Hawaii’s Kilauea volcano continues to erupt, spreading a layer of lava that has added about 700 acres of fresh land to the Big Island.
About 1,500 people have been evacuated.
The largest and most active fissure is identified by USGS as Fissure 8. It has formed a cone of cooled lava and cinders 180 feet tall—a new mini–volcano on the slopes of Kilauea, which is itself a volcanic protrusion on the side of Mauna Loa.
Lava had covered more than 6,100 acres of the island, the USGS reports, and continues to flow out of Fissure 8 at a rate of approximately 100 cubic meters per second.
The latest explosion, on July 16, injured 23 passengers on a tour boat sightseeing too near the lava flow.

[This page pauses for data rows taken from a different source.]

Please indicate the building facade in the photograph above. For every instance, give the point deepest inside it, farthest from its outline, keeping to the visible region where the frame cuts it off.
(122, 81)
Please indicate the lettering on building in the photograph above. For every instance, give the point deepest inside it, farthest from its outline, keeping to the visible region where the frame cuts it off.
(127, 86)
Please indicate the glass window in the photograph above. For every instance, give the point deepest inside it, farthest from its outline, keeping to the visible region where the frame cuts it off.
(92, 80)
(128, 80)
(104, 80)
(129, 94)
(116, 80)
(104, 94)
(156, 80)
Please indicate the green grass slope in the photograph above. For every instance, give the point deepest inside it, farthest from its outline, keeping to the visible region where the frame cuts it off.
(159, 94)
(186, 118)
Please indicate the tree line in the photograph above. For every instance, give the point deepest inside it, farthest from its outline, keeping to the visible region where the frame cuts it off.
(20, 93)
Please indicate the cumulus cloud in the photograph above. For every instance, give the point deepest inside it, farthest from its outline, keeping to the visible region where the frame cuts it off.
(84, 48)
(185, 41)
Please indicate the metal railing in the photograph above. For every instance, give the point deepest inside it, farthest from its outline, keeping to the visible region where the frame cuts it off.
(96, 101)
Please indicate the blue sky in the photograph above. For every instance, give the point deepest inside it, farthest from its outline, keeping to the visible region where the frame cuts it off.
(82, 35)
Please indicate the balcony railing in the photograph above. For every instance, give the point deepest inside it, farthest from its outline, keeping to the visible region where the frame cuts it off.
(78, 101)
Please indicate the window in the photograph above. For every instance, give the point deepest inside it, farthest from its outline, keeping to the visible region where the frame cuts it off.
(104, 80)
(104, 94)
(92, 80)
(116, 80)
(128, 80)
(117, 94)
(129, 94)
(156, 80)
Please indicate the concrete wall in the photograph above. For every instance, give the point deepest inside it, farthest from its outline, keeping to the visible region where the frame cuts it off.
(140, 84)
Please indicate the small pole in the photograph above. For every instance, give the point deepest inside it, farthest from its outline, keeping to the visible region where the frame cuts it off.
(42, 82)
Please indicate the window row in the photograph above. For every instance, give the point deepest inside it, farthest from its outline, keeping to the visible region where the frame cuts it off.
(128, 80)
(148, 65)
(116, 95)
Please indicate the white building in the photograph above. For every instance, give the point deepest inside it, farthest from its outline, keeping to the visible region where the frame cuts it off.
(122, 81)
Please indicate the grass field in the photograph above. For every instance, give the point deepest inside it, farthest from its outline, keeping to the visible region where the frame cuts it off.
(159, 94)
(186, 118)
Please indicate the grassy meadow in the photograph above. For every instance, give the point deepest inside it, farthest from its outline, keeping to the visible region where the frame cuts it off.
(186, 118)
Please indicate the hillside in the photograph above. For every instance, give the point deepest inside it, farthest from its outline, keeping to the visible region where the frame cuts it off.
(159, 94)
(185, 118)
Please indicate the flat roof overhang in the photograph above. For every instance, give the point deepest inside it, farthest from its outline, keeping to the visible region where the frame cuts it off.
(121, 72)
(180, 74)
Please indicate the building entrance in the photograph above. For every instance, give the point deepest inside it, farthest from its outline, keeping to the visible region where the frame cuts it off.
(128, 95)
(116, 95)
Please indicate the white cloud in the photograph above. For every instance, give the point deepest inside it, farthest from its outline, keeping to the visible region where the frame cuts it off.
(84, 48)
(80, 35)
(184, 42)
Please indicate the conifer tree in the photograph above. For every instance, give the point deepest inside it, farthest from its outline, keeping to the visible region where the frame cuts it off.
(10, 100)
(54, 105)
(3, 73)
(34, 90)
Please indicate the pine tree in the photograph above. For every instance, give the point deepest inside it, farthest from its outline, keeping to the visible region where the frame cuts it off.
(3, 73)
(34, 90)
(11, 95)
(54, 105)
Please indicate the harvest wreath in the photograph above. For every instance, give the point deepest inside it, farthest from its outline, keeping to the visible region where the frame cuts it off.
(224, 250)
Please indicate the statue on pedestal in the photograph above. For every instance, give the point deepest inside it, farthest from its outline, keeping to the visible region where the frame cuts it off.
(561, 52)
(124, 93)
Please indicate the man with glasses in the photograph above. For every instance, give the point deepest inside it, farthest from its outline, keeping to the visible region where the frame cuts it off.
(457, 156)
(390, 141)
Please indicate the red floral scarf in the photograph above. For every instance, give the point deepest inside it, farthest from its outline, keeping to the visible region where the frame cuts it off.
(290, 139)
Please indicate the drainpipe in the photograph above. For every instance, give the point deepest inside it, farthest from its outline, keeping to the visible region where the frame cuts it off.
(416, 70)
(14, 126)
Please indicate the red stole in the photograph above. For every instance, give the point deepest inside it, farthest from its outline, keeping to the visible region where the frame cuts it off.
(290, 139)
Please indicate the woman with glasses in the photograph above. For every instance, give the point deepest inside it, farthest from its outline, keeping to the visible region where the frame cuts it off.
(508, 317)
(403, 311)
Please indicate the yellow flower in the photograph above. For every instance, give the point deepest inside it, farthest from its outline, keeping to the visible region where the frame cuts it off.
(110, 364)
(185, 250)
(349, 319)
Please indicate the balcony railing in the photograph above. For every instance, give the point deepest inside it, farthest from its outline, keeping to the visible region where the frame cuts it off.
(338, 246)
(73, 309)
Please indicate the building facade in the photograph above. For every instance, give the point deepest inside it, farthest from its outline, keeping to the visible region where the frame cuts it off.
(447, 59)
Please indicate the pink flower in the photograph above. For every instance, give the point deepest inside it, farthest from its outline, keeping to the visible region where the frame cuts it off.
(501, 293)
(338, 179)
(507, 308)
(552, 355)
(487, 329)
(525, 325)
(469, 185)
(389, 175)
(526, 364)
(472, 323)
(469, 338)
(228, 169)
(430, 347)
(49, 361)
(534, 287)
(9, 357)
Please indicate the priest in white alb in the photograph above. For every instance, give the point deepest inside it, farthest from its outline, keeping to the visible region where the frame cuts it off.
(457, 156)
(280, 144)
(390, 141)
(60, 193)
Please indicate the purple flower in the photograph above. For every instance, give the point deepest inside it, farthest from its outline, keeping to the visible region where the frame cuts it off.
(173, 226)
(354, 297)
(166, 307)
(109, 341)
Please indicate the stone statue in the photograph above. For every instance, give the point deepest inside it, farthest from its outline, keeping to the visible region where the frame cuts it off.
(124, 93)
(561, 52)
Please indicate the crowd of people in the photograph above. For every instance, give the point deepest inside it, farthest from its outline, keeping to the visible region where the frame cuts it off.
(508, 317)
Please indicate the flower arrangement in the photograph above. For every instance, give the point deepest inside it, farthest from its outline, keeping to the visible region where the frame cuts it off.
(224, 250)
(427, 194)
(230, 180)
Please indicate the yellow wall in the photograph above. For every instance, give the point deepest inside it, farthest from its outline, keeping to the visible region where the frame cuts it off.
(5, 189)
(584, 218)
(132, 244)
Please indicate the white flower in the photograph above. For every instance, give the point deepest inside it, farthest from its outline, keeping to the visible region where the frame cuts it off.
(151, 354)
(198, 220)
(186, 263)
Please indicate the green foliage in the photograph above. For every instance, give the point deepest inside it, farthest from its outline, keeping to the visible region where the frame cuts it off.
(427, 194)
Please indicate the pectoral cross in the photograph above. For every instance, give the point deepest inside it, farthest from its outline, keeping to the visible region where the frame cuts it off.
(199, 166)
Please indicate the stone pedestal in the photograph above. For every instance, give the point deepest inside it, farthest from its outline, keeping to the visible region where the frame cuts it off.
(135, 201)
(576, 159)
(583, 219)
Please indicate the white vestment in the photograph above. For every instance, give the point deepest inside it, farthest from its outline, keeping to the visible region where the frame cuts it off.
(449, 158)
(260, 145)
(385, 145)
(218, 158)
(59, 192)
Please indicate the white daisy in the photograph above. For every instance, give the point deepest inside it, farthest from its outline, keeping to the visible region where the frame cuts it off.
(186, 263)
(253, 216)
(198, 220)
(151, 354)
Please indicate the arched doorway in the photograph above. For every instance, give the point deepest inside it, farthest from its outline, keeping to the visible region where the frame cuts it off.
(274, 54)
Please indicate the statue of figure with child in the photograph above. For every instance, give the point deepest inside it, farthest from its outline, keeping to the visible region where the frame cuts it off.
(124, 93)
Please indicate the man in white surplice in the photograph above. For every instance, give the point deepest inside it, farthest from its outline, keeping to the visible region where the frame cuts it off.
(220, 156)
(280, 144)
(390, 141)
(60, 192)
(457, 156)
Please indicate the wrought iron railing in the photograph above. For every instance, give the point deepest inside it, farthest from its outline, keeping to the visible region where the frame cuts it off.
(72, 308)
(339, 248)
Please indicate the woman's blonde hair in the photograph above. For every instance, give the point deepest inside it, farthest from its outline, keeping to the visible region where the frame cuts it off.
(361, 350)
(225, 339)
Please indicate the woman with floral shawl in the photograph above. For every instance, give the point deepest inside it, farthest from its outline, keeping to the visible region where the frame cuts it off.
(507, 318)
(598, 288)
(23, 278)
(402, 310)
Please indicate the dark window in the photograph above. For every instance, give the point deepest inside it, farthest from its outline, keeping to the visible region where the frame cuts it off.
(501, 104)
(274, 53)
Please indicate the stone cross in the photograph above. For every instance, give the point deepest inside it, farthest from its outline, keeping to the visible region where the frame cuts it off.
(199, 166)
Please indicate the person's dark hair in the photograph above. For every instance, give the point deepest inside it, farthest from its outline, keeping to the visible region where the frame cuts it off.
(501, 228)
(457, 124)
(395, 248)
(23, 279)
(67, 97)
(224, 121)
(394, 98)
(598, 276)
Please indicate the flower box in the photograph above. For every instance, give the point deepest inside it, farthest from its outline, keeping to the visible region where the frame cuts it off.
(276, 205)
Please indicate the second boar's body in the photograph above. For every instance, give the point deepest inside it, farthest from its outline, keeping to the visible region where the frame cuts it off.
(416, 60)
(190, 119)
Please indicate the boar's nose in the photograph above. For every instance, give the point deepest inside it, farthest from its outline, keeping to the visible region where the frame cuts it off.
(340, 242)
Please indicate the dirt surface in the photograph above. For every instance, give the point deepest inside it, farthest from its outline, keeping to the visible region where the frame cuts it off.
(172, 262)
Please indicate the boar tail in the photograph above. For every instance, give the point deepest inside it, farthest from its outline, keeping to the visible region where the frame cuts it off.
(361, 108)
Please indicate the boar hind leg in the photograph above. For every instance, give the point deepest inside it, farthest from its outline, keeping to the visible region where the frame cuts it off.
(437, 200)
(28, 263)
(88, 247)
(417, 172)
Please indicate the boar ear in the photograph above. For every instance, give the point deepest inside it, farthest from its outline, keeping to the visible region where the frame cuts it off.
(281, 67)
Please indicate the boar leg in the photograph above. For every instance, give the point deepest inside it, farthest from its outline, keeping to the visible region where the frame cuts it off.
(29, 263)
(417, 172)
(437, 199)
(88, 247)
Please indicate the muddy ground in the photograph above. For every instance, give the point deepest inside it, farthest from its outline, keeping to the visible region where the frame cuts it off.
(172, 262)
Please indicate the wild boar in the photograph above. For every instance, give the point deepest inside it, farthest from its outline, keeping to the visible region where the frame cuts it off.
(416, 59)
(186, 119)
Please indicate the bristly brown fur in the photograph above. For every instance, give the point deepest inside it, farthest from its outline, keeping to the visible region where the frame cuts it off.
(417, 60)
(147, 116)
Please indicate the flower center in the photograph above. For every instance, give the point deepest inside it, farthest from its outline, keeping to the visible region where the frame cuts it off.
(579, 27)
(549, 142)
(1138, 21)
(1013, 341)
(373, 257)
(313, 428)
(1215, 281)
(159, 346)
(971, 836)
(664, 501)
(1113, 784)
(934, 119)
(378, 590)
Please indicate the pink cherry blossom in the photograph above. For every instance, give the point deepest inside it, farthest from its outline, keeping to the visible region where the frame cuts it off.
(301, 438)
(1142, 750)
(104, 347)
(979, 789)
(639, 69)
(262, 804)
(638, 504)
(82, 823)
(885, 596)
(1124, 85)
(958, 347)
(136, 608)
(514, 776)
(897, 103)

Meanwhile, the actual cone of the volcano is shrinking. As magma—molten rock—flows out of the several vents on the volcano’s flank, the pocket under the peak shrinks.
According to USGS, the floor of Halema‘uma‘u Crater has dropped about 1,480 feet since the eruptions started on May 3.
The cone also explodes regularly. Civil Defense officials say the last explosion, at 11:45 a.m. on July 16, released the amount of energy of a 6.5-magnitude earthquake, Hawaii News Now reported.